Friday, September 24, 2010

A bungling bureaucracy

For years, I have had real estate business dealings with National Housing Trust (NHT) and have often had occasion to say it is one of the most efficient government organisations that I have ever encountered.

Not anymore however, for my recent experience indicates that the Trust has now become a bungling bureaucracy.

In March this year, I was sent a letter inviting me to pay off my mortgage and when I saw how attractive the savings would be, jumped to do so. This was after calling to find out what the discharge fees etc would be. I then paid the sum in full only to get a letter dated 6 th April 2010 informing me that what I had paid earlier was insufficient to close the deal as a balance of $2198.44 remained.

After complaining that I had received an earlier sum and paying it and getting the usual apology, I asked if this new sum could be paid electronically and was told I would have to come in. So I went in and as is customary when one has a bill to pay, I headed to the cashier and got my receipt after being told the process takes approximately six weeks to complete. This was the 7th May, 2010.

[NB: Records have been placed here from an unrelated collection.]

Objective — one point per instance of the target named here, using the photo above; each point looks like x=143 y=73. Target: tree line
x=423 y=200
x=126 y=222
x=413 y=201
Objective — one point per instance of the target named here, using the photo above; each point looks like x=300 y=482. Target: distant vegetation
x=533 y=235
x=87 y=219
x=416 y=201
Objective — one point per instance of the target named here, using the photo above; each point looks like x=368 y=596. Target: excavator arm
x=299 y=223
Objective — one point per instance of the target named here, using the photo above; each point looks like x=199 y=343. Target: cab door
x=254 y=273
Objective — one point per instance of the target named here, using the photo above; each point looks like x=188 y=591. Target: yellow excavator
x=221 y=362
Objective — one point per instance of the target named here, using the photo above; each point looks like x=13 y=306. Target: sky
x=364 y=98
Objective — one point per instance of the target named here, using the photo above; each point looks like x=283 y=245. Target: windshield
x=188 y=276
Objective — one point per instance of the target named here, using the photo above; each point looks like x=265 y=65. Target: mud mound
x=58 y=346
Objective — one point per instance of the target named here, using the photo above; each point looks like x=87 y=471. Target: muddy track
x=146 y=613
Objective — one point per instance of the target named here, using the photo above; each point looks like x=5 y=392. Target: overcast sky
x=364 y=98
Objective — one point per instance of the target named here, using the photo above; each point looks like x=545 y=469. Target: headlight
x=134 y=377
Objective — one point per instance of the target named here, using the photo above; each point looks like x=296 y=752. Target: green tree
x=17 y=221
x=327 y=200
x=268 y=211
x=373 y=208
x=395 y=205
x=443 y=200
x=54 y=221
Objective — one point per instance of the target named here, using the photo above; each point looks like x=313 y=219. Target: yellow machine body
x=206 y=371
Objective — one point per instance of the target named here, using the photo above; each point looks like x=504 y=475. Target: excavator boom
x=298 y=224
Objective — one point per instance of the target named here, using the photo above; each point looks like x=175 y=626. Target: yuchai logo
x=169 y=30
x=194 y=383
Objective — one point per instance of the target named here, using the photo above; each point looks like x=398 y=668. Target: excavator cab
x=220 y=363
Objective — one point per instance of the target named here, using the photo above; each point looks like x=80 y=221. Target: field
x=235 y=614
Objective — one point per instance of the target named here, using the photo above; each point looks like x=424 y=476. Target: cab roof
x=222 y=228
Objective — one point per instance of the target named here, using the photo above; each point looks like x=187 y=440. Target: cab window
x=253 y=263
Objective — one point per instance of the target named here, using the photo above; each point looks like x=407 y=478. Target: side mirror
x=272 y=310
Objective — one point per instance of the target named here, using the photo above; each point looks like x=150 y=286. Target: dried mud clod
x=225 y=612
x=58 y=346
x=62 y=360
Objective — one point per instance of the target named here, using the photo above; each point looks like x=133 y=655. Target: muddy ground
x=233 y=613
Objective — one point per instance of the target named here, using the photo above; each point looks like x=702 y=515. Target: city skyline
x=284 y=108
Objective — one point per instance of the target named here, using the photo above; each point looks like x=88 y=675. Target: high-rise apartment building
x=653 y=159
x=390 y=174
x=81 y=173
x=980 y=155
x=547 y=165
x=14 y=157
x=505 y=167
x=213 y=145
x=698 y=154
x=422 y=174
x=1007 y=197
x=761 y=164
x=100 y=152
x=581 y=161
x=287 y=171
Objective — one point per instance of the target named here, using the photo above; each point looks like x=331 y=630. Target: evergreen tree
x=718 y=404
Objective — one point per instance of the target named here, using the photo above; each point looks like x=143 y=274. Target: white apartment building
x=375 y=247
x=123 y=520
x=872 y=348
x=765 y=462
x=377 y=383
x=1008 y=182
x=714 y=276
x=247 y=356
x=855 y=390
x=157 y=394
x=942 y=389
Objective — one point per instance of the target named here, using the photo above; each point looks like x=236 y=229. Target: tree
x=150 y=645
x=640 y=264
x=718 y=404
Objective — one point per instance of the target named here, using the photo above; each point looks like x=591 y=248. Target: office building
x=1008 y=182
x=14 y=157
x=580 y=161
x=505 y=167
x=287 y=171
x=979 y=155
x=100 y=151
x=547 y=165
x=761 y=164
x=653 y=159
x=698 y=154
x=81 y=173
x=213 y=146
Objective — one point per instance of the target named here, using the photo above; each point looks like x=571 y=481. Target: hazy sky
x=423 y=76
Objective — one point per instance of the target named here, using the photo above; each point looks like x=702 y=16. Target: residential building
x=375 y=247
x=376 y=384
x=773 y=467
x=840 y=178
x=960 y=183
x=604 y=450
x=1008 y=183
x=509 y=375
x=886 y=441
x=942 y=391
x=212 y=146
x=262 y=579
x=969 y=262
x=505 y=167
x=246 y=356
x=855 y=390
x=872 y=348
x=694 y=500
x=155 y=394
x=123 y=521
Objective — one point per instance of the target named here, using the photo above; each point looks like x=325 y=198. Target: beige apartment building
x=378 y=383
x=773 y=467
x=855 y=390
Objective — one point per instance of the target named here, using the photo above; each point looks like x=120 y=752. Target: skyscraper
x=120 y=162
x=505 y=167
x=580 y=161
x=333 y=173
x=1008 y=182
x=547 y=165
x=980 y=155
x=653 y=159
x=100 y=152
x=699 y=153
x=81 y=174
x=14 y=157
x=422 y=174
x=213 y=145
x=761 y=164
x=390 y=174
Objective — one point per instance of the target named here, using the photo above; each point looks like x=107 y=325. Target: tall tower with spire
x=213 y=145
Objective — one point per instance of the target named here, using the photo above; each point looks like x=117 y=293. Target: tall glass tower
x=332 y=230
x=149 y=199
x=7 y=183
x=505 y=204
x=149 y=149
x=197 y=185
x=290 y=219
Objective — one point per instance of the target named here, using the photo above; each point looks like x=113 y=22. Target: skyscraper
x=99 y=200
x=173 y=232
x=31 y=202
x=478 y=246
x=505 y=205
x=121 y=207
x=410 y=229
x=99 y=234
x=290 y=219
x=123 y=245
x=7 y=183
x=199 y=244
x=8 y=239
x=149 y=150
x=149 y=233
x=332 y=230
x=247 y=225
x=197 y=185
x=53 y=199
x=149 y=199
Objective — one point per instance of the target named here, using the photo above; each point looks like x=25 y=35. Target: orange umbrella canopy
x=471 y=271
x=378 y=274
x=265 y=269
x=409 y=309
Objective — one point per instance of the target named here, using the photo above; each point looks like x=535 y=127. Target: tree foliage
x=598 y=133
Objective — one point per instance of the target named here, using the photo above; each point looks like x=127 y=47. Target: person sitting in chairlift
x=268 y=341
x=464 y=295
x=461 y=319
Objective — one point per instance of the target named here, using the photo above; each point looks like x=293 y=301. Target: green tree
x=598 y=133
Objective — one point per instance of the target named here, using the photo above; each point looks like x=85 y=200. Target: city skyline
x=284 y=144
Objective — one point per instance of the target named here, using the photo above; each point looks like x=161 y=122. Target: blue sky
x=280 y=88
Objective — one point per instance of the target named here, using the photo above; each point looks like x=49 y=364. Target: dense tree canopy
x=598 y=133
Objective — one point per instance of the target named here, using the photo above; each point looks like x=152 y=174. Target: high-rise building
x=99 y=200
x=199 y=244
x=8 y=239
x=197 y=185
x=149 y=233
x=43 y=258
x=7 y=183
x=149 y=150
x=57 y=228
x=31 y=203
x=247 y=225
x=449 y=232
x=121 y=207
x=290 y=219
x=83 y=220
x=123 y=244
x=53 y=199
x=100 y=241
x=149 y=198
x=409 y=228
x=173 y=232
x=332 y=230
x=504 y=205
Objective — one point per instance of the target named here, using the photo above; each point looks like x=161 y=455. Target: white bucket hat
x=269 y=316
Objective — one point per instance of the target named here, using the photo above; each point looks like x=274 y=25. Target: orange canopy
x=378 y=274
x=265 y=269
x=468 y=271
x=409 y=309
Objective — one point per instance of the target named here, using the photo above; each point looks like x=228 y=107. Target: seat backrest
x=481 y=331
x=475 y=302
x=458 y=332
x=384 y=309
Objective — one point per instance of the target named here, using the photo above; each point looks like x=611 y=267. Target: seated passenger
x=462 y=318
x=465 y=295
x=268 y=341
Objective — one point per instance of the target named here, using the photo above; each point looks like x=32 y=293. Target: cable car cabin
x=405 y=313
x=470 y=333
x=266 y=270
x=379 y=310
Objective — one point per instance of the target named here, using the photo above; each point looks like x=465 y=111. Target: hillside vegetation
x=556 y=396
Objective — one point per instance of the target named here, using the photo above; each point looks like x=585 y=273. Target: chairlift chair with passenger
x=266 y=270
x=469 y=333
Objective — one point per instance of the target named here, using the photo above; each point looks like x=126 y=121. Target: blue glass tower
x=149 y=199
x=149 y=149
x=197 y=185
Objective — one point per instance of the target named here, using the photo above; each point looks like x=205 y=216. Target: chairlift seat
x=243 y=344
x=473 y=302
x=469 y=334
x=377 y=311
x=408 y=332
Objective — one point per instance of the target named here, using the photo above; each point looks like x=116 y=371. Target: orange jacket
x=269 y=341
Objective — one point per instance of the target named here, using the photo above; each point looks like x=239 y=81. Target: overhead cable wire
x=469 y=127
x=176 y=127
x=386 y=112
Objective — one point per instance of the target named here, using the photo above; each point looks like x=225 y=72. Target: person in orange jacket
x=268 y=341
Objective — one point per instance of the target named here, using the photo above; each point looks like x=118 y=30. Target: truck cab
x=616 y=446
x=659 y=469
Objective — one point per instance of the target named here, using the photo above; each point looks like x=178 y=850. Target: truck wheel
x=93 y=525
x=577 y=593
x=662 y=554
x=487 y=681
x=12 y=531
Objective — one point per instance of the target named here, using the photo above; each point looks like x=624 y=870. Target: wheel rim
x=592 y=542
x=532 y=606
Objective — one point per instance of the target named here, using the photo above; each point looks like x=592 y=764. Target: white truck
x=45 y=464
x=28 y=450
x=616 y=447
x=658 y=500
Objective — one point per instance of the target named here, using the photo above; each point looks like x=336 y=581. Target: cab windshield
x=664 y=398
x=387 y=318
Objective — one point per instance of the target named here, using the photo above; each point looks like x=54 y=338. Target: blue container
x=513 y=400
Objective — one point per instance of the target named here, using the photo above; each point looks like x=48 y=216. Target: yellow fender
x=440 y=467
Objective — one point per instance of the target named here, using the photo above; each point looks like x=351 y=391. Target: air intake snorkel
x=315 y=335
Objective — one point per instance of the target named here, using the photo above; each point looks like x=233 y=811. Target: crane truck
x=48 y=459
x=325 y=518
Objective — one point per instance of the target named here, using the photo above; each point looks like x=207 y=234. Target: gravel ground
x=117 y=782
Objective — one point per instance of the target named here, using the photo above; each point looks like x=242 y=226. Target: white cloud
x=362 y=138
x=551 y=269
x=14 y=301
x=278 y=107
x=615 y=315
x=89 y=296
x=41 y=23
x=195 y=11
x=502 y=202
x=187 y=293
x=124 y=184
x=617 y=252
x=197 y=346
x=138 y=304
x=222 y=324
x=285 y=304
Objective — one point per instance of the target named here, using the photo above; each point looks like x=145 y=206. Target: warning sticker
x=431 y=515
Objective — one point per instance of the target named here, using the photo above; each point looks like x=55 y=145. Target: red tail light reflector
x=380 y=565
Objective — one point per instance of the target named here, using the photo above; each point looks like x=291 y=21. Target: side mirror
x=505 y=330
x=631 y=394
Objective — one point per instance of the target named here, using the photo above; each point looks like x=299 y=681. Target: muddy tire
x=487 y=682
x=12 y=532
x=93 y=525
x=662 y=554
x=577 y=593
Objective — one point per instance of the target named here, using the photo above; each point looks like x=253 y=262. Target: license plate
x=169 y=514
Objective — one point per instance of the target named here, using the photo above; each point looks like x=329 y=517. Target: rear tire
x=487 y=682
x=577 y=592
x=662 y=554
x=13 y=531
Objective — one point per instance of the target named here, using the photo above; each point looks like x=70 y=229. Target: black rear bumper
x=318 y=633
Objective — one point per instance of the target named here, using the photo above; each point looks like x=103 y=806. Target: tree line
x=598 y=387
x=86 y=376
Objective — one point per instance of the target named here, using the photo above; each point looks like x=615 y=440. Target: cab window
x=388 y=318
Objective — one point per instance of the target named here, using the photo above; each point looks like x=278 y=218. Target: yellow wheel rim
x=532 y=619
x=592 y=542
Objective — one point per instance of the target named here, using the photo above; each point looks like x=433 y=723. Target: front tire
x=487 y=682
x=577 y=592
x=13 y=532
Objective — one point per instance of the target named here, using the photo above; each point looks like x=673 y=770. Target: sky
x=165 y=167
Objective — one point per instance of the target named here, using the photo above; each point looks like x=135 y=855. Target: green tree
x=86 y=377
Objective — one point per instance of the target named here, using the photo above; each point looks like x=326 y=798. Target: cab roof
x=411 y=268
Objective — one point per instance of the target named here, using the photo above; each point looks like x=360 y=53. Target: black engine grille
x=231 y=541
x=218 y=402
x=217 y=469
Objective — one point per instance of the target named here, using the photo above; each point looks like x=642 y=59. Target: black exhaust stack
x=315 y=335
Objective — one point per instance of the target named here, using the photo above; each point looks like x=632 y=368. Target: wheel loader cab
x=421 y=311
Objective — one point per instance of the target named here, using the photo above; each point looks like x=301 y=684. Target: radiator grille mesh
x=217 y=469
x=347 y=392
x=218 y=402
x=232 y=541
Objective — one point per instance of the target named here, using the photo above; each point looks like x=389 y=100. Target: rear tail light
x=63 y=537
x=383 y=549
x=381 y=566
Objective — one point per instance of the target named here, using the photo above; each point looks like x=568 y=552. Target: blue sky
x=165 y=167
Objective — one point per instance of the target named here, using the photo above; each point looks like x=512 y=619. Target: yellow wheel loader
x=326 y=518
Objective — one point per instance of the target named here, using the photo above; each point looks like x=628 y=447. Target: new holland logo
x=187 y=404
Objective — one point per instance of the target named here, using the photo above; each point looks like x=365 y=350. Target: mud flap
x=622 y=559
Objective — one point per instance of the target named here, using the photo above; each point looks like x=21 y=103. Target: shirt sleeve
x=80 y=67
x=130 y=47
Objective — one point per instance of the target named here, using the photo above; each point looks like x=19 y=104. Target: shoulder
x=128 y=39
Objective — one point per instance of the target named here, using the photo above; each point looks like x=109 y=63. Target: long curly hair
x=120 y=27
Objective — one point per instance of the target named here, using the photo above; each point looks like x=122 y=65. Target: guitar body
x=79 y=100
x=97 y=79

I basically forgot about the whole thing until running into the receipt four months later and remembering that they had not returned the security. I called them only to hear that a letter had been sent to me in September (which I am yet to receive) that I still owed the balance.

When I gave the receipt number to the lady in the Loan Management Department, she said I should bring in my receipt as they had no record of it.

What I learnt on my visit to the NHT the next day, left me speechless for I was then told that the reason why they had no record of the payment was because I had not advised the Loan Management Department that the money had been paid!

When I asked in amazement if the cashier does not send an advice to the relevant departments when payment is made, I was told no for the borrower needs to go to Customer service before making payments, for them to start the paperwork. When I showed her the letter I had received which had no such instructions and pointed out that the cashier did not say that the receipt should have been taken to another department, a sheepish apology was made. The fact is however, it is not the poor clerk who dealt with me who was at fault but the super bureaucrat who devised this rigmarole in this the electronic age 2010!

Can you imagine if this bureaucrat worked at the Collector of Taxes? What would happen is that ticketed persons, after paying the fine,would have to take their receipt to the Police Traffic Department downtowwn, to show they had paid the fine! Worse, if one was paying property tax one would have to drive to the relevant Parish Council to show that the taxes had been paid! My God, what a thought!

I am absolutely amazed that someone in management at the NHT could have devised such a paper pushing bureaucratic system! Is this how they create "jobs for the boys" .....by setting up departments all over the place for customers to trudge to?

All I can say is that if this was a private company, whoever designed this system would have been retired in the public interest and put on a pension long before computers were invented!